Re: [PATCH v2] thermal: Fix a NULL pointer dereference

From: Subbaraman Narayanamurthy
Date: Fri Sep 17 2021 - 16:06:58 EST


On 9/17/21 2:31 AM, Daniel Lezcano wrote:
> On 07/09/2021 21:01, Subbaraman Narayanamurthy wrote:
>> of_parse_thermal_zones() parses the thermal-zones node and registers a
>> thermal_zone device for each subnode. However, if a thermal zone is
>> consuming a thermal sensor and that thermal sensor device hasn't probed
>> yet, an attempt to set trip_point_*_temp for that thermal zone device
>> can cause a NULL pointer dereference. Fix it.
>>
>> console:/sys/class/thermal/thermal_zone87 # echo 120000 > trip_point_0_temp
>> ...
>> Unable to handle kernel NULL pointer dereference at virtual address 0000000000000020
>> ...
>> Call trace:
>> of_thermal_set_trip_temp+0x40/0xc4
>> trip_point_temp_store+0xc0/0x1dc
>> dev_attr_store+0x38/0x88
>> sysfs_kf_write+0x64/0xc0
>> kernfs_fop_write_iter+0x108/0x1d0
>> vfs_write+0x2f4/0x368
>> ksys_write+0x7c/0xec
>> __arm64_sys_write+0x20/0x30
>> el0_svc_common.llvm.7279915941325364641+0xbc/0x1bc
>> do_el0_svc+0x28/0xa0
>> el0_svc+0x14/0x24
>> el0_sync_handler+0x88/0xec
>> el0_sync+0x1c0/0x200
>>
>> While at it, fix the possible NULL pointer dereference in other
>> functions as well: of_thermal_get_temp(), of_thermal_set_emul_temp(),
>> of_thermal_get_trend().
>>
>> Cc: stable@xxxxxxxxxxxxxxx
>> Suggested-by: David Collins <quic_collinsd@xxxxxxxxxxx>
>> Signed-off-by: Subbaraman Narayanamurthy <quic_subbaram@xxxxxxxxxxx>
>> ---
>> Changes for v2:
>> - Added checks in of_thermal_get_temp(), of_thermal_set_emul_temp(), of_thermal_get_trend().
>>
>> drivers/thermal/thermal_of.c | 9 ++++++---
>> 1 file changed, 6 insertions(+), 3 deletions(-)
>>
>> diff --git a/drivers/thermal/thermal_of.c b/drivers/thermal/thermal_of.c
>> index 6379f26..9233f7e 100644
>> --- a/drivers/thermal/thermal_of.c
>> +++ b/drivers/thermal/thermal_of.c
>> @@ -89,7 +89,7 @@ static int of_thermal_get_temp(struct thermal_zone_device *tz,
>> {
>> struct __thermal_zone *data = tz->devdata;
>>
>> - if (!data->ops->get_temp)
>> + if (!data->ops || !data->ops->get_temp)
> comment (1)
>
> AFAICT, if data->ops != NULL then data->ops->get_temp is also != NULL
> because of the code allocating/freeing the ops structure.
>
> The tests can be replaced by (!data->ops), no ?

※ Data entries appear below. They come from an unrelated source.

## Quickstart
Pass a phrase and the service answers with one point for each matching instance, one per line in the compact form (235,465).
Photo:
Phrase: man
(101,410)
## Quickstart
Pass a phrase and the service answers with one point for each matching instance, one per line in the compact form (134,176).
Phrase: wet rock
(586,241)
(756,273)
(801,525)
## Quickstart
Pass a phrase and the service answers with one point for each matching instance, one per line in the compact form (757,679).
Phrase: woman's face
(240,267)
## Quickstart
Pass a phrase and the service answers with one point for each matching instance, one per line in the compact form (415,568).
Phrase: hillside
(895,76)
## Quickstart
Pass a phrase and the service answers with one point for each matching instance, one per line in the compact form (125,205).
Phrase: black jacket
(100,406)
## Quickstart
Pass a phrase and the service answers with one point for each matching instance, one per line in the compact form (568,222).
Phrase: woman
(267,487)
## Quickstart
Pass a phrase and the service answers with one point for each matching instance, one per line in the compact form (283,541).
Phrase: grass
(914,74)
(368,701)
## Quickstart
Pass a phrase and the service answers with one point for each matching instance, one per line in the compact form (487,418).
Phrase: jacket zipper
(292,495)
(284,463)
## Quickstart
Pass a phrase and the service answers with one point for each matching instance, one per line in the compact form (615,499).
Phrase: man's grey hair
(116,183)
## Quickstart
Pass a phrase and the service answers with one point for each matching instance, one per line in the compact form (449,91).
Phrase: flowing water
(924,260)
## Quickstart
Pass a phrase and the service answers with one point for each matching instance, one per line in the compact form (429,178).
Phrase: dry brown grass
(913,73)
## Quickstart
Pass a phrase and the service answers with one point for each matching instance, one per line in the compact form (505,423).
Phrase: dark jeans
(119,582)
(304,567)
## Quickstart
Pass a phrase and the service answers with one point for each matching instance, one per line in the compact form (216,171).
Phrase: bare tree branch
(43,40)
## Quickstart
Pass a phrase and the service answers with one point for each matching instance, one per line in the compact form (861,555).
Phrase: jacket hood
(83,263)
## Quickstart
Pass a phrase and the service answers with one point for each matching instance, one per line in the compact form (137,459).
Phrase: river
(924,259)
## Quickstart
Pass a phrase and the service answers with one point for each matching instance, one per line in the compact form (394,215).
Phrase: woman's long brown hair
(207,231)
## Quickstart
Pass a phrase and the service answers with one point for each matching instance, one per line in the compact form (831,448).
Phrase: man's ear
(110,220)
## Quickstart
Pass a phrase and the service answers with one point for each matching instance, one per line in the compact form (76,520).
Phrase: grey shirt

Thanks Daniel for reviewing the patch.

I agree that even if a sensor module is unregistered, that would call
"thermal_zone_of_sensor_unregister" which would eventually set NULL on
get_temp() and get_trend() and "tzd->ops" as well.

However, of_thermal_get_temp() is trying to call "data->ops->get_temp"
which comes from a sensor driver when it registers. There is no
guarantee that it would be non-NULL right?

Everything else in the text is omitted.